Finding Bugs in the Car UI

Drivers operating a dashboard UI in a car exhibit such patterns of behavior, and the patterns can be classified much in the same way as a dolphin attracted to its favorite sardine.

A popular global car manufacturer now contracts a testware company to develop ML-based testing for their embedded dashboard systems. These are typically Android-based UIs that expose the car’s GPS, sound system, climate control, and even some mechanical functions. The theory of using K-means clustering to classify the driver/UI interaction is that, if the ML algorithm fails to accurately predict the user’s gesture, this may indicate a bug in the UI.

Suppose a user of the car dashboard UI changes the language setting. The translated text in the new language overflows onto another button or page element making it unusable to the driver—a malfunction. The driver is now distracted. Subsequent gestures show a sequence that does not fit any previous model of behavior. This also updates the model—it learns the new pattern, and attaches a reason to the behavior—in this case, a bug in element overflow.

Still Far from Perfect

Coding a learning algorithm that can update a heuristic graph based on UI testing is tricky and involves a paradox. When something wonky occurs, it is very difficult to calculate whether it was the ML fault-finding code, the UI under test, or a combination of the two. The author’s lab currently achieves a 76% accuracy from an ML testing algorithm in this class. This is not sufficient for critical testing in a CI environment, but the current momentum driving ML research demonstrates that progress is inevitable.

Should We Give Up?

As all enterprises compete to implement ML in UI testing, ML-based testware is now an intense research focus. However, conundrums and paradoxes continue to bewilder attempts to apply machine learning to user interface testing, and there is only a modicum of success to report today.

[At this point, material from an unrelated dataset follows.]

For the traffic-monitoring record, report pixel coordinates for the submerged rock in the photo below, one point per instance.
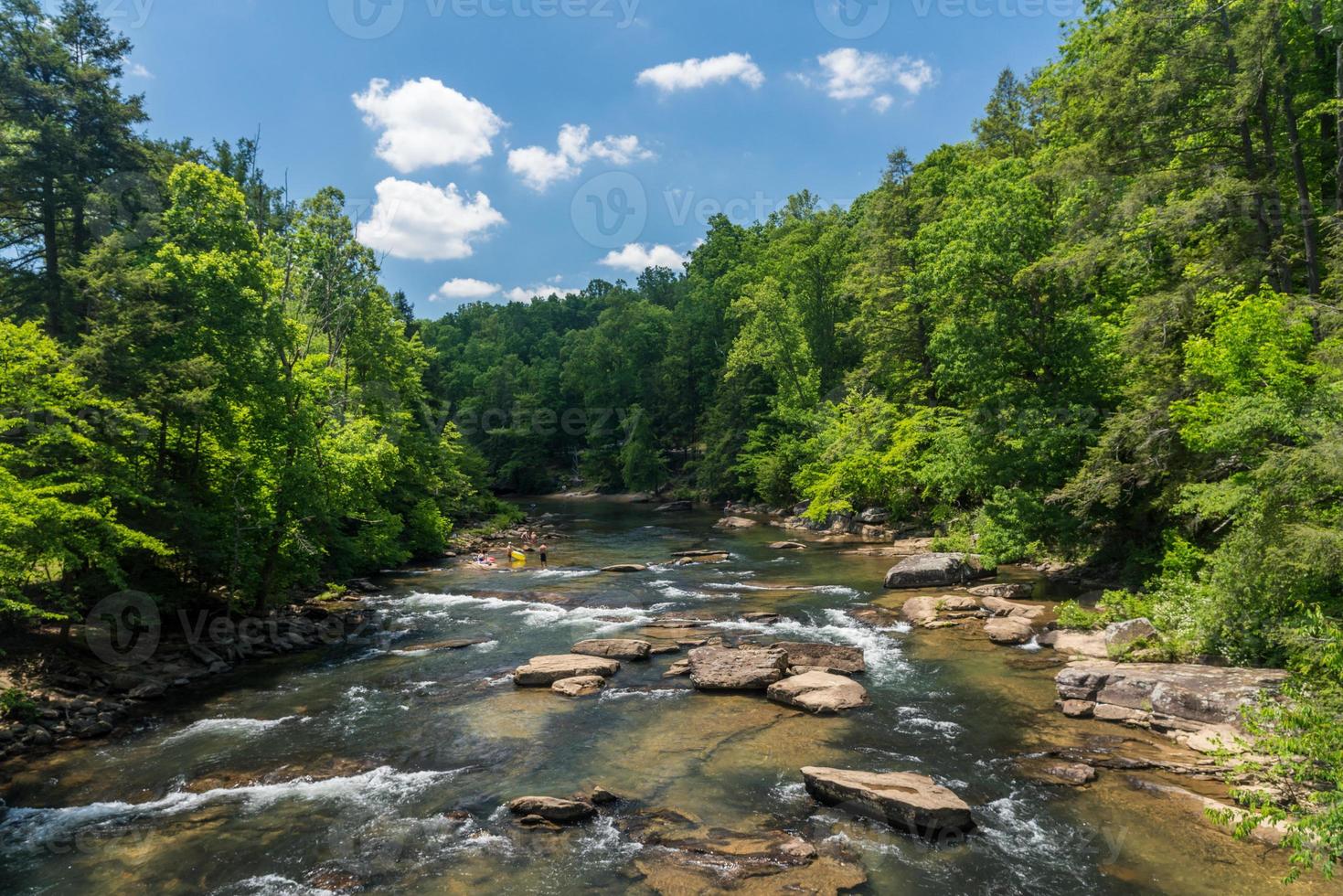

In the case of a dashboard UI in a car, the safety of the driver and passengers literally depends on the accuracy of testing. ML algorithms in this critical zone cannot be experimental; nothing less than perfect accuracy is appropriate.

However, this doesn’t mean that we should give up on the idea of using ML for automated UI testing in general. While not removing the need for human intervention entirely, it still can facilitate the process to some extent. In other fields, such as computer CPU chip design, for example, engineers require assistance from ML programs called theorem provers which are now crucial to building and testing new circuits. Besides, ML is evolving rapidly, and the accuracy of such algorithms is bound to increase in the near future.